Ces arguments ont été portés à la connaissance des députés avant le vote de la loi réglant la question des suppléants. Ils ont été jugés sans intérêt. La loi n’a pas provoqué de réaction lors de sa promulgation. Mais il risque d’en être autrement au soir de l’élection. Les groupes prétérités par le mécanisme légal non conforme à la constitution ou les personnes non élues à titre de suppléants, alors qu’elles l’auraient été sous le régime de la disposition transitoire, auront un intérêt évident à recourir en vue de faire constater l’inconstitutionnalité de l’article 27A LRGC, ce qui entraînerait l’application par défaut de l’article 233 Cst,, lequel prévoit que chaque liste ayant obtenu des sièges a droit à un nombre de députées et députés suppléants correspondant à un tiers du nombre de ses sièges. Le résultat de l’élection des députés suppléants risque donc de n’être connu que dans plusieurs semaines, voire plusieurs mois. Ce risque aurait pu être évité si le Grand Conseil s’était contenté, puisqu’il voulait moins de suppléants que ne l’envisageait l’Assemblée constituante, de modifier la proportion d’un tiers prévue dans la disposition transitoire, tout en reprenant la logique de celle-ci.

 

 

Commentaires

Attendez... Laissez-moi deviner... Les "groupes prétérités" seront: les socialistes, la gauche, les verts?

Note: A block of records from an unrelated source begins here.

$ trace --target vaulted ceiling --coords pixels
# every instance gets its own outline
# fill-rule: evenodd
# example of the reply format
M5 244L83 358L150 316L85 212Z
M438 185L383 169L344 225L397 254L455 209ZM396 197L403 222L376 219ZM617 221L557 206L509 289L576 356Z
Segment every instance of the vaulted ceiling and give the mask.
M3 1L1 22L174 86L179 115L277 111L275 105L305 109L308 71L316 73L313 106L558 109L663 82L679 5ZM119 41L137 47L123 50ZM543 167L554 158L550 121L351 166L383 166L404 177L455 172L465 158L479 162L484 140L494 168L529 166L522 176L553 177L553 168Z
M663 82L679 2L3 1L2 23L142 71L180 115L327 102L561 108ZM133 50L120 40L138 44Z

Écrit par : Déblogueur | 03/10/2013

Impossible de le savoir avant le résultat du vote. Cela pourrait être n'importe quel groupe ayant droit à plus d'un suppléant au vu de son résultat électoral. A priori on peut penser au PLR, au MCG, aux socialistes et aux verts. Mais cela pourrait aussi concerner les autres groupes s'ils font un résultat meilleur que prévu.